Schema-aware Translation¶
A SQL clause does not map to a single RediSearch syntax. The right output depends on the underlying field's type.
| Field Type | Redis Syntax | Example |
|---|---|---|
TEXT |
@field:term |
@title:laptop |
NUMERIC |
@field:[min max] |
@price:[100 500] |
TAG |
@field:{value} |
@category:{books} |
GEO |
@field:[lon lat radius unit] |
@loc:[-122.4 37.7 5 km] |
Why schema awareness is necessary¶
Consider WHERE category = 'books'. Without knowing what category is in Redis, the translator has two valid outputs and they return different rows:
- If
categoryisTEXT, the right output is@category:books(a tokenized term match). - If
categoryisTAG, the right output is@category:{books}(an exact tag match).
A naive translator that always emits one or the other will silently produce wrong results in the case it picked badly. The library refuses to make that choice without information; it asks Redis for the schema.
How the registry resolves the choice¶
The schema registry calls FT.INFO on the index and parses the response into a {field_name: field_type} map. The map is cached in process memory. When the analyzer encounters WHERE category = 'books', it consults the cache, learns that category is a TAG, and tells the query builder to emit the tag-match form.
A single FT.INFO call captures every field on an index, so the per-query overhead after the first lookup is zero.
Lazy versus eager: a startup-cost tradeoff¶
The registry can fill its cache in two ways. Both end at the same place; they differ only in when the round-trips happen.
Lazy is the default. Schemas are loaded on demand, the first time a given index is referenced in a query. A process that touches three indexes pays for three FT.INFO calls, spread across the queries that needed them. A process that never queries a given index never asks Redis about it. Startup is essentially free.
Eager loads everything at construction: one FT._LIST followed by one FT.INFO per index. Construction blocks until they all return. Subsequent queries do no schema I/O. The cost moves to startup, but a missing or misspelled index name fails immediately rather than at first use.

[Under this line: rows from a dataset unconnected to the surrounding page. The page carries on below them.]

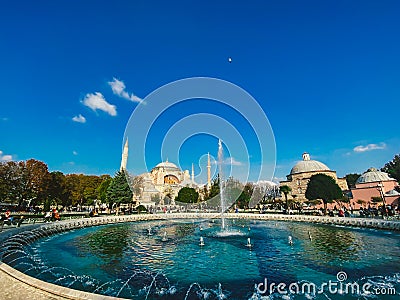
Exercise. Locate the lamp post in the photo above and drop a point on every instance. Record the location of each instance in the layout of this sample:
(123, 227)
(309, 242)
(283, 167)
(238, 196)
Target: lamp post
(380, 189)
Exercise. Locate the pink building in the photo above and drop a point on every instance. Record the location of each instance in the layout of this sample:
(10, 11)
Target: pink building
(374, 183)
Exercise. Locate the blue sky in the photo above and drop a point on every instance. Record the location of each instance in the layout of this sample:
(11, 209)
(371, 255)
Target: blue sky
(326, 74)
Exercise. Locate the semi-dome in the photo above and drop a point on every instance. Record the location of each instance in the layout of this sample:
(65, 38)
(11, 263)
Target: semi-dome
(308, 165)
(373, 175)
(167, 165)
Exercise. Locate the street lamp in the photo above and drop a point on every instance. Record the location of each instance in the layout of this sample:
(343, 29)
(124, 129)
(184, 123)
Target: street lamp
(380, 189)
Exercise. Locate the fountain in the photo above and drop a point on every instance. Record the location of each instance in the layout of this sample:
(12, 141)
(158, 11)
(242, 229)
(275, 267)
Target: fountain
(133, 266)
(164, 239)
(221, 183)
(249, 245)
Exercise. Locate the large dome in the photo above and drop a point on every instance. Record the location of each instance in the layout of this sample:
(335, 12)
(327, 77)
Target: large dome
(308, 165)
(167, 166)
(373, 175)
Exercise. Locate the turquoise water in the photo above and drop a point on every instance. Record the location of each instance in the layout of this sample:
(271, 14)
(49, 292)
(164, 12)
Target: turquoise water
(131, 260)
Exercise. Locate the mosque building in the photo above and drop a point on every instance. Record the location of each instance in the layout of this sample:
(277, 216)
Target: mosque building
(374, 183)
(164, 181)
(301, 173)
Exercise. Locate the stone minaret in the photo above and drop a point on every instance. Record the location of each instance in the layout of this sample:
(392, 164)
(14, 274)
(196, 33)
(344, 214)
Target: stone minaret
(208, 172)
(124, 159)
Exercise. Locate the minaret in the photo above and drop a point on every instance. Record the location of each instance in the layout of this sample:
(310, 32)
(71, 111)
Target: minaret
(208, 171)
(124, 159)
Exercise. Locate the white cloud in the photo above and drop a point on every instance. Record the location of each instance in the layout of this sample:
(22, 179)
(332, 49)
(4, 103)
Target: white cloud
(79, 119)
(97, 101)
(370, 147)
(5, 157)
(118, 88)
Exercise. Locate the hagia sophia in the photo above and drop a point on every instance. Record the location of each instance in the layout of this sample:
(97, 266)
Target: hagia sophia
(166, 179)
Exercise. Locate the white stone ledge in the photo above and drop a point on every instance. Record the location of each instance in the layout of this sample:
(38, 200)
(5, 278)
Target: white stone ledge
(67, 293)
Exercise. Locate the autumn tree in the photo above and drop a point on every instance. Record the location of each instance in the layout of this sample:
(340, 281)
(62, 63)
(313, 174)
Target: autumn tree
(119, 191)
(187, 195)
(351, 179)
(323, 187)
(57, 192)
(285, 189)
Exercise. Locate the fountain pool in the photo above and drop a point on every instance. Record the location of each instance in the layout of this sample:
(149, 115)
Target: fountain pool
(124, 260)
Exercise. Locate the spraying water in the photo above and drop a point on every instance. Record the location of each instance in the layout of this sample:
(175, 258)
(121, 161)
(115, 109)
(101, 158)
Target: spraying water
(221, 183)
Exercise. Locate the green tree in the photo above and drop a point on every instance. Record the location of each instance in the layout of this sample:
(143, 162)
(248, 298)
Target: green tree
(56, 189)
(323, 187)
(285, 189)
(187, 195)
(393, 168)
(102, 189)
(119, 191)
(351, 179)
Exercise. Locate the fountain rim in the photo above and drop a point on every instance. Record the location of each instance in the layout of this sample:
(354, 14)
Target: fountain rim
(68, 293)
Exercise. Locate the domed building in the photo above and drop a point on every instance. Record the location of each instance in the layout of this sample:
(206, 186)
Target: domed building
(164, 180)
(301, 173)
(374, 183)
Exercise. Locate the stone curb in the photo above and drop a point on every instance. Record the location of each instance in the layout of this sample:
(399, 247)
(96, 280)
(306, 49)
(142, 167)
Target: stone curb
(65, 225)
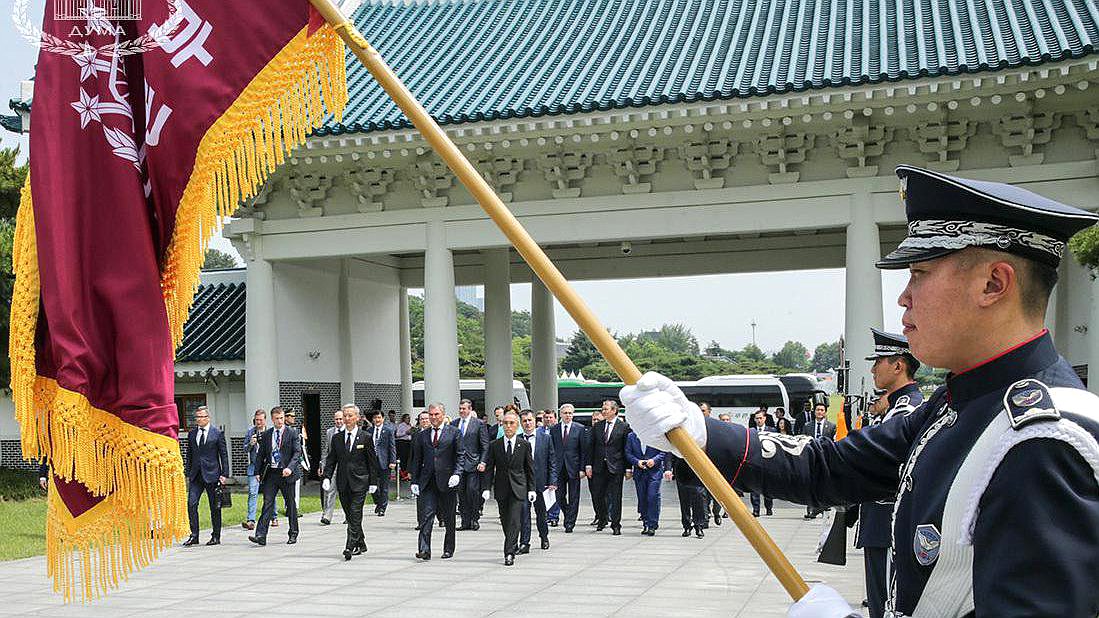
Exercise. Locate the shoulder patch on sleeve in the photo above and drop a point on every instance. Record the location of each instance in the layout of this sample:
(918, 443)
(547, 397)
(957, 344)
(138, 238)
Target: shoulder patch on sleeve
(1029, 400)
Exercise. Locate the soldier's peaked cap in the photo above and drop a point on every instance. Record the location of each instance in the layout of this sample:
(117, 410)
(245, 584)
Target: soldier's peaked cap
(946, 213)
(888, 344)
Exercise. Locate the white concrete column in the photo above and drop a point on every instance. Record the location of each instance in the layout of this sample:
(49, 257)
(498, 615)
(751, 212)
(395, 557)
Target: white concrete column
(543, 353)
(440, 321)
(344, 340)
(261, 348)
(406, 350)
(863, 289)
(1092, 338)
(498, 362)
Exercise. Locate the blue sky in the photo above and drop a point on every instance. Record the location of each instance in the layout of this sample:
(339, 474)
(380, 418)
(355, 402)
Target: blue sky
(718, 307)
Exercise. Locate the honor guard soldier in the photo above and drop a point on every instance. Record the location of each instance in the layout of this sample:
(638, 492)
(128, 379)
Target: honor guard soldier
(894, 372)
(995, 476)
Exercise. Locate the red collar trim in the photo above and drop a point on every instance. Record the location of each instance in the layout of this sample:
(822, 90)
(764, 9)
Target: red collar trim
(1008, 351)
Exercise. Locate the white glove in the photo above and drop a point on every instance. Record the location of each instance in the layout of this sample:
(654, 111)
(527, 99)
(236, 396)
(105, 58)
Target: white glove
(820, 602)
(655, 406)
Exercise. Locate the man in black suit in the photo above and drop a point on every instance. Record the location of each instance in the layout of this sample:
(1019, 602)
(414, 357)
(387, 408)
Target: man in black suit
(822, 429)
(607, 467)
(475, 443)
(509, 471)
(385, 447)
(545, 477)
(570, 447)
(207, 466)
(357, 473)
(279, 467)
(435, 477)
(820, 426)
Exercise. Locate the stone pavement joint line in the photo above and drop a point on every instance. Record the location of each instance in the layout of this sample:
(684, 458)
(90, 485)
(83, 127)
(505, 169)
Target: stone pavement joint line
(586, 573)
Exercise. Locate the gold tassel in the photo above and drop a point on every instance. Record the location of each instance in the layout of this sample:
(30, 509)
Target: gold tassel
(140, 473)
(274, 103)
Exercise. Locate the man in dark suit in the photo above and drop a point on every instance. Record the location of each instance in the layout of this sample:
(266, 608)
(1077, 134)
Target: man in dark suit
(385, 447)
(820, 428)
(570, 447)
(607, 467)
(509, 471)
(545, 477)
(435, 477)
(353, 458)
(279, 467)
(475, 443)
(207, 467)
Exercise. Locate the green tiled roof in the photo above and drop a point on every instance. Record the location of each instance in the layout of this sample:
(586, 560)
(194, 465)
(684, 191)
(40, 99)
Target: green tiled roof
(13, 123)
(486, 59)
(214, 331)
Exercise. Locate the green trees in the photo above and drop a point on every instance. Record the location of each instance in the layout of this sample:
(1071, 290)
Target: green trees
(215, 260)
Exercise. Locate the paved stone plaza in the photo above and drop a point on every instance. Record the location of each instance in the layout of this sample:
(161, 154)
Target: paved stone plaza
(586, 573)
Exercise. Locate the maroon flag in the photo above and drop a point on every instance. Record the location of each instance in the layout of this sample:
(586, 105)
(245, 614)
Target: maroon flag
(147, 130)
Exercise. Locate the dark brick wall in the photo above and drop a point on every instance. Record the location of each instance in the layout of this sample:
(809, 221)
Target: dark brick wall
(11, 455)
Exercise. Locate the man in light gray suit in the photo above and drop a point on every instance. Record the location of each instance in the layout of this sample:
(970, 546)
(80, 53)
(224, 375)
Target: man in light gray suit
(330, 496)
(385, 444)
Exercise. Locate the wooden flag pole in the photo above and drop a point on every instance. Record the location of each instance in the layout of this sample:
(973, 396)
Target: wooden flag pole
(556, 283)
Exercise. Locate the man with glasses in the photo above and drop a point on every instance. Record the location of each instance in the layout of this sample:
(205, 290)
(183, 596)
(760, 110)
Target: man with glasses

The right choice depends on whether startup latency or first-query latency matters more for your workload. Recipes for both modes live in Lazy vs eager schemas.
Cache coherence¶
A cached schema can drift from reality. If you alter or drop an index after the schema has been read, the next translation will be based on the old layout. The library cannot detect this on its own; RediSearch does not emit keyspace notifications for FT.* commands.

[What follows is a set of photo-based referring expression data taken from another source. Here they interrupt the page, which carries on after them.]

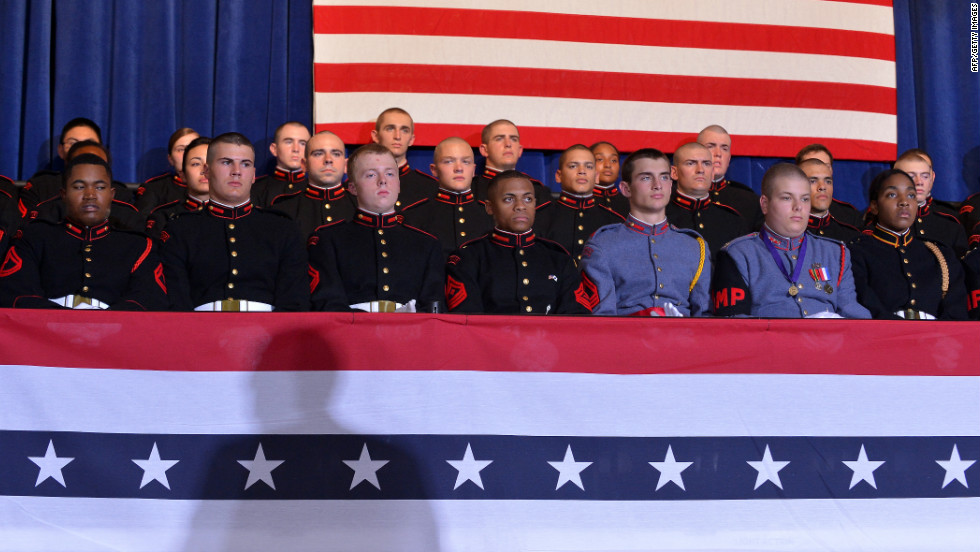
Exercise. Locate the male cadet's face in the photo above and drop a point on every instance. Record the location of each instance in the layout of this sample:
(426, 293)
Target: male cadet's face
(788, 210)
(375, 182)
(720, 146)
(606, 164)
(290, 147)
(692, 170)
(88, 195)
(231, 173)
(176, 155)
(921, 173)
(197, 181)
(76, 134)
(821, 179)
(326, 165)
(454, 166)
(649, 191)
(512, 205)
(504, 148)
(397, 133)
(577, 172)
(896, 206)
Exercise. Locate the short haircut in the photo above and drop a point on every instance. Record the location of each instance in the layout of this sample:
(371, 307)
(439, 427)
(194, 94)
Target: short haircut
(435, 152)
(367, 149)
(82, 144)
(603, 142)
(275, 135)
(85, 159)
(805, 153)
(713, 128)
(879, 182)
(233, 138)
(812, 161)
(511, 174)
(780, 171)
(77, 122)
(199, 141)
(687, 146)
(646, 153)
(915, 154)
(488, 130)
(570, 149)
(177, 135)
(377, 122)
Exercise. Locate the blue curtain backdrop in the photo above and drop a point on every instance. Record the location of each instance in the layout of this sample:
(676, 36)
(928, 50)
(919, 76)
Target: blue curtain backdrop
(143, 69)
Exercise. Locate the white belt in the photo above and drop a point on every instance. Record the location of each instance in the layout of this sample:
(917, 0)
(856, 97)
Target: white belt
(79, 302)
(234, 305)
(385, 306)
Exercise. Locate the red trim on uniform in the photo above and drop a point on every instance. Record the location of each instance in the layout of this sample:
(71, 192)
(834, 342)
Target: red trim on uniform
(146, 252)
(455, 292)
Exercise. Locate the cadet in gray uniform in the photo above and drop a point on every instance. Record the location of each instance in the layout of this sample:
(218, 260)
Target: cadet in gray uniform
(645, 266)
(782, 271)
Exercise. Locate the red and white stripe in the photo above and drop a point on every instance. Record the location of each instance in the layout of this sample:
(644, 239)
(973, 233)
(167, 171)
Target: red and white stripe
(778, 74)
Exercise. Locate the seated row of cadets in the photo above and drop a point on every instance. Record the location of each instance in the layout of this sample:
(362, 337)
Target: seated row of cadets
(231, 256)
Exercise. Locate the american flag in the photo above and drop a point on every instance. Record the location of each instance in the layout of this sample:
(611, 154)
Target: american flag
(778, 74)
(445, 432)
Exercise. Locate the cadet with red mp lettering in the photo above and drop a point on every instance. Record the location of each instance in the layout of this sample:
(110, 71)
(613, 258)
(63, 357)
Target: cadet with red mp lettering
(83, 262)
(782, 271)
(510, 270)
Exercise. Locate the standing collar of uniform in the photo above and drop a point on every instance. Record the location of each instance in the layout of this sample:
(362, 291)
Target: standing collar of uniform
(374, 220)
(690, 203)
(325, 194)
(638, 225)
(224, 211)
(819, 221)
(782, 242)
(510, 239)
(924, 208)
(90, 233)
(193, 204)
(575, 201)
(453, 197)
(885, 235)
(605, 191)
(289, 176)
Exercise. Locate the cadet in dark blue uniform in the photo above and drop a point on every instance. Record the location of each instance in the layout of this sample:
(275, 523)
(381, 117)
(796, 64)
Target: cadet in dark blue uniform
(728, 192)
(898, 275)
(931, 222)
(454, 216)
(395, 130)
(195, 186)
(572, 218)
(782, 271)
(843, 211)
(82, 262)
(375, 263)
(607, 189)
(123, 215)
(645, 266)
(288, 146)
(167, 187)
(500, 143)
(510, 270)
(822, 221)
(325, 198)
(692, 207)
(233, 256)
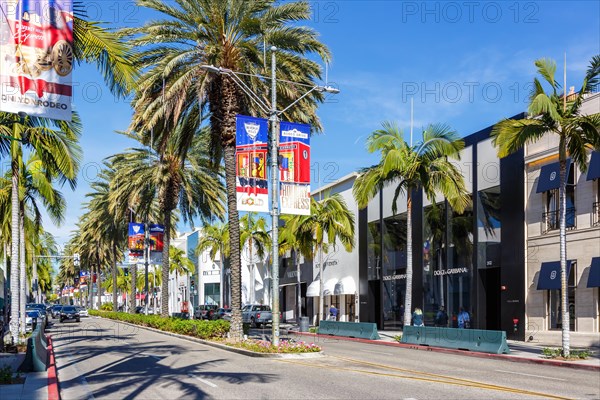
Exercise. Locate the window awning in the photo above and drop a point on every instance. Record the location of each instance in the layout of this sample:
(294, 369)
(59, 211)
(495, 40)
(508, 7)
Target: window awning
(328, 288)
(594, 167)
(594, 276)
(550, 176)
(549, 278)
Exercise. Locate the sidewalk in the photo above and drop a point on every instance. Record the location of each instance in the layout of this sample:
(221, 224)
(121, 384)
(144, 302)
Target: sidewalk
(519, 351)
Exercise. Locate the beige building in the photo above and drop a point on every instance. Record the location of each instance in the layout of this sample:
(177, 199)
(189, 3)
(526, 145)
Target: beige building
(543, 310)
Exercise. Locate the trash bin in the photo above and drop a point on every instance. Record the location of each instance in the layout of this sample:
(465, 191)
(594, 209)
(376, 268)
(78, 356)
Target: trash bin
(303, 324)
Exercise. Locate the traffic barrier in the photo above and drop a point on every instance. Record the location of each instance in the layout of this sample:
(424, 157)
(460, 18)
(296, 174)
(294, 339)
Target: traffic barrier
(480, 340)
(364, 330)
(36, 355)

The user is therefore responsible for invalidating the cache when their index changes. The mechanism is provided as an explicit call rather than automatic, because automatic invalidation would either require polling (expensive) or a hook the application has to wire anyway. The recipe is in Lazy vs eager schemas.
There is also a polling mode for processes that want to detect index creation and deletion in the background; see the same how-to.
Async coalescing¶
In an async process, a burst of requests for a freshly-seen index can produce a thundering herd of FT.INFO calls. The async registry deduplicates these: concurrent calls for the same index share a single in-flight request, and only the first caller pays for the round-trip. The concept of in-flight coalescing is part of the broader async story; see Async invariants.